PURPOSE: The purpose of this systematic review and meta-analysis was to evaluate the effects of massage on alleviating delayed onset of muscle soreness (DOMS) and muscle performance after strenuous exercise.

METHOD: Seven databases consisting of PubMed, Embase, EBSCO, Cochrane Library, Web of Science, CNKI and Wanfang were searched up to December 2016. Randomized controlled trials (RCTs) were eligible and the outcomes of muscle soreness, performance (including muscle maximal isometric force (MIF) and peak torque) and creatine kinase (CK) were used to assess the effectiveness of massage intervention on DOMS.

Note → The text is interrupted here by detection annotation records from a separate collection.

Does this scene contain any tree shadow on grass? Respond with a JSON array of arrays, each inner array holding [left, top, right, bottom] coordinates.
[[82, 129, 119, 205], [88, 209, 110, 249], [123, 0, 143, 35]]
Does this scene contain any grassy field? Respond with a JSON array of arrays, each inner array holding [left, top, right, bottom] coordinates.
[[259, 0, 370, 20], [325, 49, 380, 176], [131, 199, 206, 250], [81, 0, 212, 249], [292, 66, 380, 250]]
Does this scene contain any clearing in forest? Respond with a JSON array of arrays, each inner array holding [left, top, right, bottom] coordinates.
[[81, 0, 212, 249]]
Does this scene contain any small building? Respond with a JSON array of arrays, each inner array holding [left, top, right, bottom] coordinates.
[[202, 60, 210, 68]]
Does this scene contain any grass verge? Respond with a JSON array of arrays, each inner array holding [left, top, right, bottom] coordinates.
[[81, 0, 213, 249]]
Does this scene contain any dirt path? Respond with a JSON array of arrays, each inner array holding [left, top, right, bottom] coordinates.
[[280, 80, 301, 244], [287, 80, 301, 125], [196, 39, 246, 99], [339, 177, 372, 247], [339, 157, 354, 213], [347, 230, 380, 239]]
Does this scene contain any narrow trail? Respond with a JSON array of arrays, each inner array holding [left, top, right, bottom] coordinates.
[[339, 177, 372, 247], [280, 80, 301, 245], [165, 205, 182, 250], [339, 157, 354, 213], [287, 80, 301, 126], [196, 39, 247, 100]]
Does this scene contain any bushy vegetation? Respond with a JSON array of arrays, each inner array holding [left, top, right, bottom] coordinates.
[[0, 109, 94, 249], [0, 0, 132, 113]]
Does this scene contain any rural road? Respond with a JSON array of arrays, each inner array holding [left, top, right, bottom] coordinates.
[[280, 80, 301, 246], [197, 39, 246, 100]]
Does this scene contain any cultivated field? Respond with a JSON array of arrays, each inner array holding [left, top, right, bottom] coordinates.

RESULTS: Eleven articles with a total of 23 data points (involving 504 participants) satisfied the inclusion criteria and were pooled in the meta-analysis. The findings demonstrated that muscle soreness rating decreased significantly when the participants received massage intervention compared with no intervention at 24 h (SMD: -0.61, 95% CI: -1.17 to -0.05, P = 0.03), 48 h (SMD: -1.51, 95% CI: -2.24 to -0.77, P < 0.001), 72 h (SMD: -1.46, 95% CI: -2.59 to -0.33, P = 0.01) and in total (SMD: -1.16, 95% CI: -1.60 to -0.72, P < 0.001) after intense exercise. Additionally, massage therapy improved MIF (SMD: 0.56, 95% CI: 0.21-0.90, P = 0.002) and peak torque (SMD: 0.38, 95% CI: 0.04-0.71, P = 0.03) as total effects. Furthermore, the serum CK level was reduced when participants received massage intervention (SMD: -0.64, 95% CI: -1.04 to -0.25, P = 0.001).

CONCLUSION: The current evidence suggests that massage therapy after strenuous exercise could be effective «Suggests? Could be? Well I'm convinced!» for alleviating DOMS and improving muscle performance.